OpenAI has not completed raising about $18 billion in initial funding for a custom artificial intelligence chip project it is pursuing with Broadcom, a report said. With competition to invest in AI infrastructure overheating, the difficulty of raising capital to back mega-projects is increasingly seen as a signal.
Blockchain media outlet BeInCrypto reported on Wednesday local time that the funding gap emerged at an early stage of OpenAI’s in-house chip strategy. OpenAI is pushing to develop its own AI accelerator to reduce its reliance on Nvidia, with Broadcom taking part as a key partner.
The project is part of a plan to build a total of 10 gigawatts of AI accelerator infrastructure over several years. The two companies previously unveiled a roughly $500 billion hardware expansion plan in October 2025 that included securing chip, network, power and data centre capacity. The industry has viewed it as one of the largest infrastructure investments of the AI era.
The problem is that capital is not keeping pace with the speed at which the investment plans are growing. BeInCrypto analysed the case as the latest example of AI infrastructure deals exceeding the financial market’s capacity to absorb them.
OpenAI’s financial burden is also growing. Despite rising revenue, the company has been discussed as possibly burning through a cumulative about $115 billion through 2029. Reports have also said it recently failed to meet internal growth targets, adding to views that investor scrutiny has become tougher.
Funding pressure on partners is also becoming reality. Oracle issued about $18 billion of corporate bonds last September to support OpenAI-related projects. It is cited as an example showing that the cost of building AI infrastructure is growing beyond the level individual companies can bear.
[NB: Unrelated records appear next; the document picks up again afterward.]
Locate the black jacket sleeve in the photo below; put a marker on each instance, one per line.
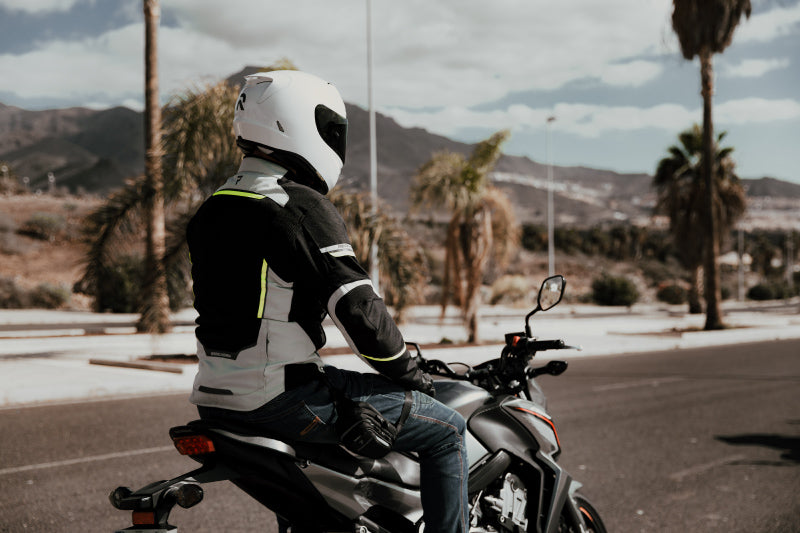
(347, 293)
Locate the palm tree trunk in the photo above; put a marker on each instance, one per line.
(476, 254)
(155, 301)
(695, 308)
(712, 288)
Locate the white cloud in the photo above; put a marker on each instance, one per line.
(592, 121)
(756, 110)
(38, 6)
(768, 26)
(754, 68)
(633, 74)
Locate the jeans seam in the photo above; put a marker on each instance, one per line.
(460, 460)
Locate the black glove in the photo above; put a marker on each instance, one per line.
(419, 381)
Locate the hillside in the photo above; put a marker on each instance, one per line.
(95, 151)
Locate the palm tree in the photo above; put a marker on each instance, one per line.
(154, 302)
(682, 196)
(481, 223)
(704, 28)
(200, 153)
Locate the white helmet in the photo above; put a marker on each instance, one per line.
(296, 118)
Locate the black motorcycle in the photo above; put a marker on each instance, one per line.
(515, 484)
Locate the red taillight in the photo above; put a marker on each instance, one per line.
(193, 445)
(144, 518)
(544, 419)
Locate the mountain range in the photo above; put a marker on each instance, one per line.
(94, 151)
Market research firms forecast global hyperscalers’ capital expenditures in 2026 to reach about $600 billion to $720 billion. About 75 percent is expected to be concentrated on AI infrastructure. But in the financial sector, there is concern about a gap between expectations for AI demand and the pace of actual cash recovery.
This trend is also being detected in Nvidia’s financial indicators. Nvidia said recently that customers’ unpaid balances are rising sharply, and accounts receivable are reported to have increased to about $33 billion. Some investors are also raising doubts about the process by which AI infrastructure contracts translate into actual cash flow.
Scepticism is also spreading about the mega AI deals being announced. Some investors said announcements of multi-billion-dollar deals among OpenAI and Broadcom, AMD and Nvidia are being used to build expectations rather than focused on whether they will actually be executed.
OpenAI has few solutions to choose from. Options being discussed include restructuring the initial fundraising, securing new investors, or reducing the scale of chip deployment. Any choice could affect the volume of 2026 AI capital spending forecasts that translates into actual execution.
As aggressive infrastructure investment across the AI industry continues, the ability to actually deploy capital is emerging as a key market variable.